I did not have any big expectations or hopes for the district court in Hamburg, as there already where few decisions made in Hamburg, that where not in favour of the bot creators or forum operator of a bots/cheats forum.
Around 14:30 we were in the local court, in front of the newly assigned courtroom A 156. Unfortunately our case was not included on the list of cases. After consultation with the officials, a government servant moved us to courtroom B 336 ( which was good as the we were asking the judge to give us a bigger room).
As we arrived, Rod Rigole, the the Blizzard Head Office Lawyer from the US, Rod Rigole was there with a translator.
The process took about 90 minutes. The court accepted in principle all of the charges, however you also could tell that the Attorney of Gleiss Lutz did not have the slightest idea of neither WOW, nor Honorbuddy. Luckily Rod Rigole was there to help him out a bit.

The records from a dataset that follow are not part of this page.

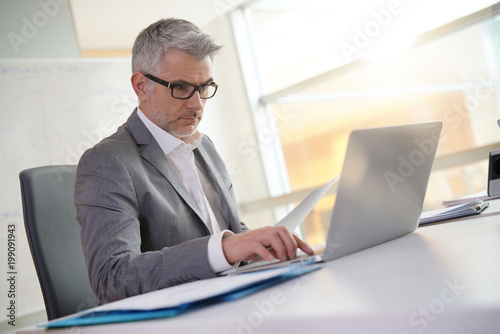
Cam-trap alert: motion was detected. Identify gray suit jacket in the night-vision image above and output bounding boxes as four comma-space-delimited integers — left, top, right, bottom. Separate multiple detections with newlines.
75, 111, 247, 303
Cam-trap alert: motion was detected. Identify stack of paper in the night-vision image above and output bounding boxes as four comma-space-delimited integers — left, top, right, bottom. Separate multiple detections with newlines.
45, 265, 321, 328
419, 200, 489, 225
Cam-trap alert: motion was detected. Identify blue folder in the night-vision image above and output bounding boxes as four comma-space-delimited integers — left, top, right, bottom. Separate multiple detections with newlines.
39, 264, 322, 328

You could see it on the mostly not important charge of trademark law, Blizzard lawyer wanted to hammer Honorbuddy because it violates trademark law and their protected trademarks WOW and World of Warcraft. When asked if he is sure that it includes any trademark violation in the Software itself, the lawyer told the judge that he did not download HB and did not know for sure. Then he said that while the WOW Bot Honorbuddy on the webpage is linked to the file to download, that the file has to have this violation in itself. In one word, it was weird and I do not know if anyone understood him and it does not need an expert to understand the difference about a webpage, a link and a software. if the Link tells you "mothers best pie" and you download pie.exe, it doesnt mean that you downloaded the software "mothers best pie" just because the link says so. You just downloaded a Bot that can be used with the trademark protected game WOW.

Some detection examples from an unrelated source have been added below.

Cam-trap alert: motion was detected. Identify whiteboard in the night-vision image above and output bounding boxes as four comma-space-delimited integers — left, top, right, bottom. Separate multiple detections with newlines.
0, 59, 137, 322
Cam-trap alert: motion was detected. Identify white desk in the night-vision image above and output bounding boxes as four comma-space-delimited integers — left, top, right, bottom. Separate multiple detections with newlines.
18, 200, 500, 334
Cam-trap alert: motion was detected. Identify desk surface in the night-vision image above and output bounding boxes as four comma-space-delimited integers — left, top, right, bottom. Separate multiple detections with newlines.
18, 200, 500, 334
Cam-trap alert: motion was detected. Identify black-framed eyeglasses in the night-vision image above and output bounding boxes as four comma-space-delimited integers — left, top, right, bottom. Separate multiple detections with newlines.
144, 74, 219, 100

After spend so much time on so non-essential argumentation, we went on.
In the opinion of the judges, Honorbuddy is a competitor to Wow, and that for its deliberately interferes with Blizzard as an competitor and its TOS and EULA which are included in the agreement between Enduser and Blizzard.

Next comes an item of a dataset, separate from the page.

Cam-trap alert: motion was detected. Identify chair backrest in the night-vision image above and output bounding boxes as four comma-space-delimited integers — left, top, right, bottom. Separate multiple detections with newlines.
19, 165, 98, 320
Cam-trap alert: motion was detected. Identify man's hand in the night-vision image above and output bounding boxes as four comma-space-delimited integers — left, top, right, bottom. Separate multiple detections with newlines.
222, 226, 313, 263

Our argument was not given reasonable time, but we received a five-week period to describe our point on UWG § 4 paragraph 10. (Act Against Unfair Competition)
We will take our chance and hopefully we will get a little more attention. The presiding judge is aware that the whole thing will go up to the Supreme Court and so it is hopefully interesting case for him, because something like this does not occur daily.
A decision will probably be there between May and June.